Corn followed wheat higher, supported by its own technical story that saw it get within half a cent of this years contract lows. Fundamentals remain the same with heavy US and global old crop stocks. Weekly export inspections were on the low side at 614,000t. The USDA harvest progress report had corn at 38pc complete vs. an average of 59pc for this time of year. To sustain a rally in corn we need to see consistent old crop demand and ongoing planting issues for Brazil and Argentina.


Soybeans finished a fraction above unchanged, in a mild session featuring a 7c/bu range. Market looks to be in a holding pattern pending confirmation of the Brazilian forecast. A weaker Brazilian currency brought cash offers lower, but did not entice any demand. Soymeal was down $1.20/t, while soyoil was up 47 points. Weekly export sales reached a marketing year high at 2.56Mt, though the pace still trails last year’s by 8pc. USDA harvest progress showed beans at 70pc vs. a 73pc average.


Canola pretty much unchanged today, taking direction from a stagnant beans market in a session that featured only a Can$3.3/t range. The situation is relatively unchanged for Canola, the market is awaiting the presence of Chinese demand and Canada’s harvest is nearing completion, taking some sell side pressure off cash prices.

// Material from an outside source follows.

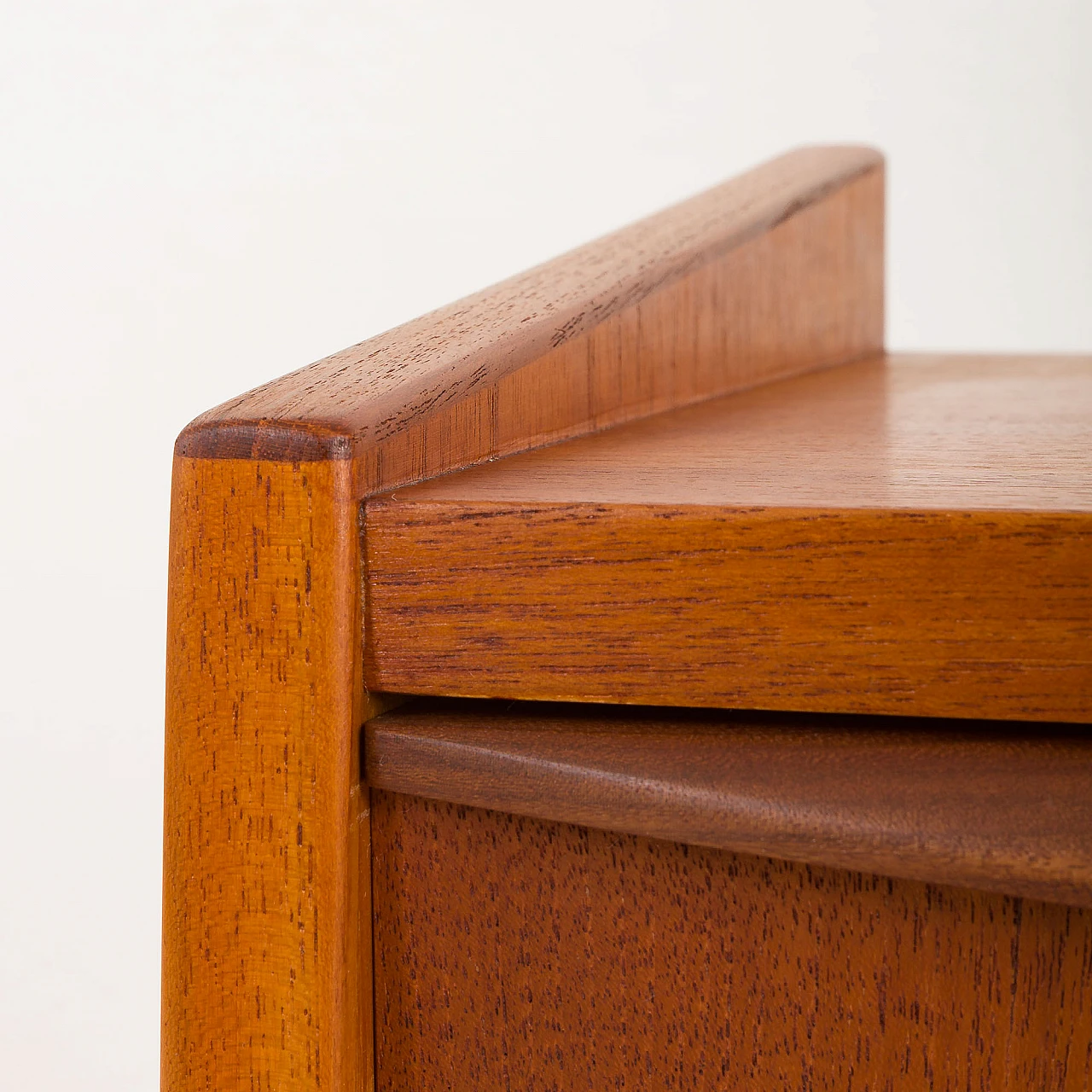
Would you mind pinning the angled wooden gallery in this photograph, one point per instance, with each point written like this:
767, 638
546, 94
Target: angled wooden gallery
632, 677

Aussie weather features 10-15 mm for parts of Victoria, unfortunately not the Mallee which is in the most need. The rest of the country is dry, which will be helpful for winter crop harvest in NNSW and SQLD where harvest has been delayed by rains that have also damaged quality. Cash markets were quiet yesterday with futures at their lows. The market feels reluctant to buy on account of perceived harvest pressure, though the crop is a lot smaller and we are already at export parity. Will be interesting to see how much harvest pressure actually occurs.